Singapore provides the latest garden setting for Dale Chihuly’s otherworldly glass creations.

Dale Chihuly’s Float Boat, a 2014 creation now on display at Gardens by the Bay’s Dragonfly Lake. (Photo: Nathaniel Willson © Chihuly Studio, all rights reserved)
Multicolored glass, technical artistry, and foliaged follies converge on Singapore’s Gardens by the Bay in Dale Chihuly’s first major garden exhibition in Asia. Running until August 1, “Dale Chihuly: Glass in Bloom” scatters 25 of the American glass artist’s exuberant installations across the water- front park’s vast landscaped commons and two glass-domed conservatories.
For neophytes of Chihuly’s oeuvre, the sculptures offer a compact retrospective of his work over the past two decades, art- fully bookmarked by the translucent blue bubble of Moon (which debuted at his landmark 2000 exhibition at Jerusalem’s Tower of David Museum) and Setting Sun, a mesmeric tumble of red and yellow flames created for this event.

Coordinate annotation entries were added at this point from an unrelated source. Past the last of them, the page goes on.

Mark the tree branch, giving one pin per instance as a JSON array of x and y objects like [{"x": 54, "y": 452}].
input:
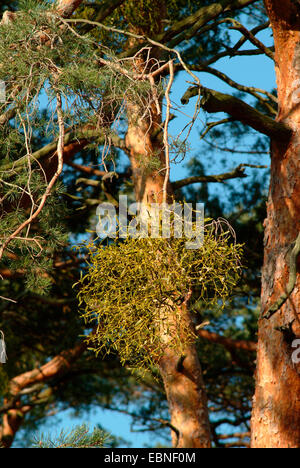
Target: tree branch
[
  {"x": 213, "y": 101},
  {"x": 238, "y": 172},
  {"x": 291, "y": 284},
  {"x": 228, "y": 343}
]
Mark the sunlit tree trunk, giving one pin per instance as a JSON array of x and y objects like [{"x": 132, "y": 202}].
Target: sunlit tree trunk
[
  {"x": 276, "y": 409},
  {"x": 181, "y": 374}
]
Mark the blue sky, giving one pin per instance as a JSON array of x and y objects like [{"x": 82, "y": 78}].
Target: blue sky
[{"x": 253, "y": 71}]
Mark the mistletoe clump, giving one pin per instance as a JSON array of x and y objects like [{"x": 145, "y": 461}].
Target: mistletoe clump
[{"x": 132, "y": 286}]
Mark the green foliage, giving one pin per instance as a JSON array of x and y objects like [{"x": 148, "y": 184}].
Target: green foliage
[
  {"x": 79, "y": 437},
  {"x": 133, "y": 287}
]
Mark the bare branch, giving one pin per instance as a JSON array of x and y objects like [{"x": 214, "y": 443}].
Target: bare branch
[
  {"x": 238, "y": 172},
  {"x": 213, "y": 101}
]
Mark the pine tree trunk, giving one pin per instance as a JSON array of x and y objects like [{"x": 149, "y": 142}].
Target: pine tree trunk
[
  {"x": 276, "y": 408},
  {"x": 182, "y": 375}
]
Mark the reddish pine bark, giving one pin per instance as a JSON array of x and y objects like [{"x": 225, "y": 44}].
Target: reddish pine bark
[
  {"x": 182, "y": 378},
  {"x": 276, "y": 406}
]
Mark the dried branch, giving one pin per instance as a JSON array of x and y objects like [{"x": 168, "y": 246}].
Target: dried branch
[
  {"x": 248, "y": 35},
  {"x": 213, "y": 101},
  {"x": 228, "y": 343},
  {"x": 238, "y": 172},
  {"x": 166, "y": 126},
  {"x": 60, "y": 152}
]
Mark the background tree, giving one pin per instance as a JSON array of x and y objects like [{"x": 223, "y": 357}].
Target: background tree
[{"x": 203, "y": 29}]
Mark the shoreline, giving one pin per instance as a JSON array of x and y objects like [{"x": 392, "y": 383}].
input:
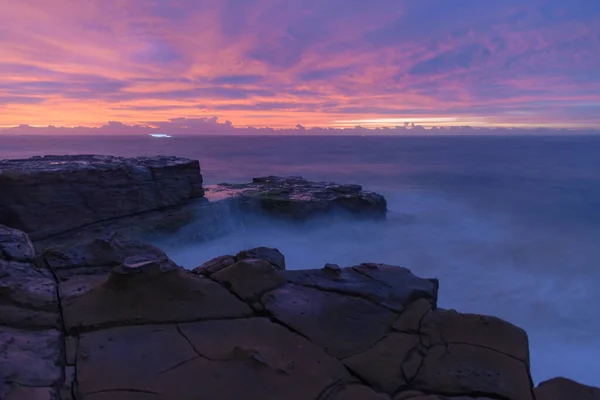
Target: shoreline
[{"x": 102, "y": 262}]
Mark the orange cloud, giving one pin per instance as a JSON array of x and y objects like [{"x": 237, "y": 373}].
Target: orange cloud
[{"x": 327, "y": 64}]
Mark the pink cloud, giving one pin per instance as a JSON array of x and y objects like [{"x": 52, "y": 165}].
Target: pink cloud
[{"x": 256, "y": 62}]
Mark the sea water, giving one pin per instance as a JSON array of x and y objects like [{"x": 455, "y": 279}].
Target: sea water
[{"x": 510, "y": 225}]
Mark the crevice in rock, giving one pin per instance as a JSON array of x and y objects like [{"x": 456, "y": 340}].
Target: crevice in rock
[
  {"x": 129, "y": 323},
  {"x": 178, "y": 328},
  {"x": 330, "y": 389},
  {"x": 370, "y": 277},
  {"x": 474, "y": 394},
  {"x": 344, "y": 293},
  {"x": 63, "y": 356},
  {"x": 447, "y": 343}
]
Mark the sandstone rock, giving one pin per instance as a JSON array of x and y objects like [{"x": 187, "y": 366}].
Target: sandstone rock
[
  {"x": 390, "y": 286},
  {"x": 153, "y": 295},
  {"x": 463, "y": 370},
  {"x": 250, "y": 278},
  {"x": 383, "y": 365},
  {"x": 443, "y": 327},
  {"x": 214, "y": 265},
  {"x": 71, "y": 345},
  {"x": 298, "y": 199},
  {"x": 31, "y": 393},
  {"x": 415, "y": 395},
  {"x": 100, "y": 255},
  {"x": 29, "y": 358},
  {"x": 565, "y": 389},
  {"x": 342, "y": 325},
  {"x": 250, "y": 359},
  {"x": 47, "y": 195},
  {"x": 356, "y": 392},
  {"x": 411, "y": 319},
  {"x": 15, "y": 245},
  {"x": 27, "y": 296},
  {"x": 273, "y": 256}
]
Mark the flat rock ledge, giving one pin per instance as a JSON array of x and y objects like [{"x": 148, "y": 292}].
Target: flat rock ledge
[
  {"x": 295, "y": 198},
  {"x": 115, "y": 319},
  {"x": 64, "y": 198},
  {"x": 44, "y": 196}
]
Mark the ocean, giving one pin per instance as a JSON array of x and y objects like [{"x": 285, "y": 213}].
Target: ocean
[{"x": 510, "y": 225}]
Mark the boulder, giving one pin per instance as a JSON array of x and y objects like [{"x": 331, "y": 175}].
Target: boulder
[
  {"x": 354, "y": 391},
  {"x": 214, "y": 265},
  {"x": 389, "y": 286},
  {"x": 237, "y": 359},
  {"x": 144, "y": 291},
  {"x": 271, "y": 255},
  {"x": 15, "y": 245},
  {"x": 27, "y": 296},
  {"x": 250, "y": 278},
  {"x": 565, "y": 389},
  {"x": 295, "y": 198},
  {"x": 99, "y": 255},
  {"x": 342, "y": 325},
  {"x": 47, "y": 195},
  {"x": 27, "y": 292},
  {"x": 28, "y": 359}
]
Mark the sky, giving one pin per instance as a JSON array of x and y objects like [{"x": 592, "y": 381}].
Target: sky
[{"x": 212, "y": 66}]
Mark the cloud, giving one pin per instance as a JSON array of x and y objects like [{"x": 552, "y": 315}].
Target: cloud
[{"x": 255, "y": 62}]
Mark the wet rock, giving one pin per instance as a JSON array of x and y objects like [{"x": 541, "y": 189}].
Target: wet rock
[
  {"x": 565, "y": 389},
  {"x": 384, "y": 366},
  {"x": 236, "y": 359},
  {"x": 411, "y": 319},
  {"x": 29, "y": 358},
  {"x": 273, "y": 256},
  {"x": 47, "y": 195},
  {"x": 214, "y": 265},
  {"x": 156, "y": 293},
  {"x": 390, "y": 286},
  {"x": 31, "y": 393},
  {"x": 415, "y": 395},
  {"x": 100, "y": 255},
  {"x": 333, "y": 268},
  {"x": 298, "y": 199},
  {"x": 342, "y": 325},
  {"x": 250, "y": 278},
  {"x": 464, "y": 370},
  {"x": 356, "y": 392},
  {"x": 442, "y": 327},
  {"x": 27, "y": 296},
  {"x": 15, "y": 245}
]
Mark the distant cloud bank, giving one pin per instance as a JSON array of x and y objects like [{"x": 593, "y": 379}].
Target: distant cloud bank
[{"x": 211, "y": 126}]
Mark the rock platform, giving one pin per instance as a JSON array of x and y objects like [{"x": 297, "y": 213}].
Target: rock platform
[
  {"x": 116, "y": 319},
  {"x": 45, "y": 196},
  {"x": 93, "y": 313}
]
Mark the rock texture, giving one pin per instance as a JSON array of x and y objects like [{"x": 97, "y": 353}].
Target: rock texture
[
  {"x": 30, "y": 323},
  {"x": 296, "y": 198},
  {"x": 48, "y": 195},
  {"x": 116, "y": 319}
]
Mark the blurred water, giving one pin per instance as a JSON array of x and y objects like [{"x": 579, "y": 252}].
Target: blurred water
[{"x": 510, "y": 225}]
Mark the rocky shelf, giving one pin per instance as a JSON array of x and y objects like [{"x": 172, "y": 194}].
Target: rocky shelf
[
  {"x": 104, "y": 316},
  {"x": 48, "y": 195}
]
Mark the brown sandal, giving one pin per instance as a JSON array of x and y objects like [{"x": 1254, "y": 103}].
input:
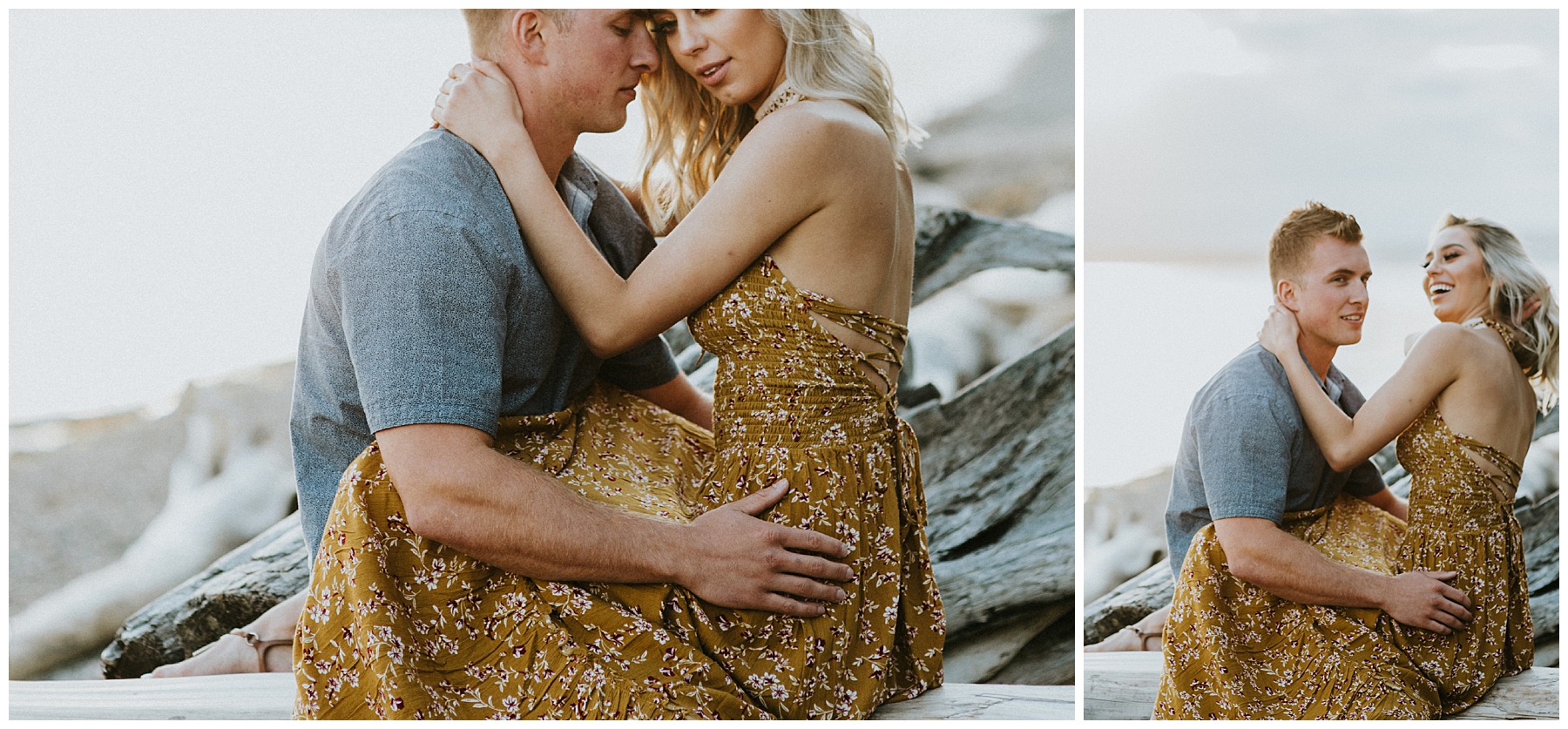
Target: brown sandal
[
  {"x": 260, "y": 646},
  {"x": 1144, "y": 638}
]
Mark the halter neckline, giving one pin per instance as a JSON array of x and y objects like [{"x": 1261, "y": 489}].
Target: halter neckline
[
  {"x": 783, "y": 96},
  {"x": 1497, "y": 327}
]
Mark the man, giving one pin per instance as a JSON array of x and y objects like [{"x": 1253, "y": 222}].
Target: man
[
  {"x": 427, "y": 323},
  {"x": 1247, "y": 458}
]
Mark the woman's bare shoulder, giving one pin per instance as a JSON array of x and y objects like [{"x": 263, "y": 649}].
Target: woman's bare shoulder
[
  {"x": 828, "y": 125},
  {"x": 1454, "y": 344}
]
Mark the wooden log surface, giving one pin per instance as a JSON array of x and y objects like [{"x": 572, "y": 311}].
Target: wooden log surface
[
  {"x": 996, "y": 460},
  {"x": 1123, "y": 687},
  {"x": 270, "y": 697},
  {"x": 1154, "y": 587}
]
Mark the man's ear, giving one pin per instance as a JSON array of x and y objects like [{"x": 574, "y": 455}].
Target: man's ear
[
  {"x": 1286, "y": 294},
  {"x": 527, "y": 33}
]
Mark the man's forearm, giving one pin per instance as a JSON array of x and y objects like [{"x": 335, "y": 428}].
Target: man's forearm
[
  {"x": 463, "y": 494},
  {"x": 1264, "y": 556}
]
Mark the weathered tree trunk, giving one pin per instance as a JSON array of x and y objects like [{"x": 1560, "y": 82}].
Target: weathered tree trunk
[
  {"x": 1154, "y": 588},
  {"x": 997, "y": 466}
]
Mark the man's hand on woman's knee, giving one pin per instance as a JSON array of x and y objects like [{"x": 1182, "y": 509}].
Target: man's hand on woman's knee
[
  {"x": 736, "y": 560},
  {"x": 1424, "y": 599}
]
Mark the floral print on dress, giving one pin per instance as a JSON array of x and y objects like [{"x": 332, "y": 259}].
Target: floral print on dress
[
  {"x": 1236, "y": 651},
  {"x": 397, "y": 626}
]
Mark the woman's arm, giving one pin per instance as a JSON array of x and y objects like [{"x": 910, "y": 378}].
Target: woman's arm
[
  {"x": 778, "y": 178},
  {"x": 1348, "y": 441}
]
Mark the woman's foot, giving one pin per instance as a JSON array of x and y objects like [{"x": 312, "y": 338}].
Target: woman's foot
[
  {"x": 264, "y": 643},
  {"x": 231, "y": 654},
  {"x": 1144, "y": 635}
]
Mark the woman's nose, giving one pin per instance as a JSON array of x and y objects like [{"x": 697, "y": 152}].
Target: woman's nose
[{"x": 689, "y": 41}]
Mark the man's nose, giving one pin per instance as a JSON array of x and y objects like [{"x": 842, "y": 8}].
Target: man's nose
[{"x": 645, "y": 55}]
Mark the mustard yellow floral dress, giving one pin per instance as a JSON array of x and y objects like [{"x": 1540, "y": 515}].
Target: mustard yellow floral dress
[
  {"x": 1236, "y": 651},
  {"x": 397, "y": 626}
]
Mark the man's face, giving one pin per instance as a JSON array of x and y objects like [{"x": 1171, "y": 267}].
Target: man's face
[
  {"x": 1330, "y": 295},
  {"x": 595, "y": 68}
]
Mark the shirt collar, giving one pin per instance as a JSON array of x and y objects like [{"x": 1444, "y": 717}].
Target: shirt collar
[
  {"x": 579, "y": 187},
  {"x": 1333, "y": 383}
]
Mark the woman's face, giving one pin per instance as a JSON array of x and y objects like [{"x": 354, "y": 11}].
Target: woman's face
[
  {"x": 734, "y": 54},
  {"x": 1457, "y": 284}
]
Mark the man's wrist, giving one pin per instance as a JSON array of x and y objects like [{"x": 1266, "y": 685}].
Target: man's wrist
[{"x": 666, "y": 557}]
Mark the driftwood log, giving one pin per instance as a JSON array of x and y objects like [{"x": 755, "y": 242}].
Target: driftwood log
[
  {"x": 1154, "y": 587},
  {"x": 997, "y": 466},
  {"x": 270, "y": 697},
  {"x": 1123, "y": 687}
]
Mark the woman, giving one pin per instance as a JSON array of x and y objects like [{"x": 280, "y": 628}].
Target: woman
[
  {"x": 1463, "y": 408},
  {"x": 797, "y": 113}
]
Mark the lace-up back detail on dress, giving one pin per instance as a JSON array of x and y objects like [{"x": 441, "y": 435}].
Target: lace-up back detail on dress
[{"x": 786, "y": 375}]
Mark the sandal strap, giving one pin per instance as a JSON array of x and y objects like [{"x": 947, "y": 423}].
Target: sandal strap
[
  {"x": 260, "y": 646},
  {"x": 1144, "y": 638}
]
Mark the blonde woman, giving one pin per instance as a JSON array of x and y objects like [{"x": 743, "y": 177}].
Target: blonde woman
[
  {"x": 792, "y": 250},
  {"x": 1463, "y": 409}
]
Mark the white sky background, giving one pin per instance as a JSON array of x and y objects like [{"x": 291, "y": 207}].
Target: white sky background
[
  {"x": 1203, "y": 129},
  {"x": 172, "y": 172}
]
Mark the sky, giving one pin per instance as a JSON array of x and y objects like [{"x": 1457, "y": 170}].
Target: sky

The curation and styling deserve particular applause. Every sculpture — their complexity and size balanced by an ethereal, colored weightlessness — has been placed in the gardens with such delicate care that they feel as if they’ve always been part of the grounds. The crimson spires of Red Bamboo Reeds, for instance, rise out of a thick bamboo grove like Bhutanese prayer flags; Float Boat, a sampan filled with outsize rainbow-hued balls, sits serenely on a lake; and Orange Hornet Chandelier hangs from a leafy arbor like a cluster of pupae.
For all their technical mastery, there is a touching, childlike optimism about Chihuly’s sculptures, especially when they’re set so organically and naturally amid Gardens by the Bay’s fantastical landscaping. It’s an emotive quality that feels particularly apt at a moment when the world feels so trammeled.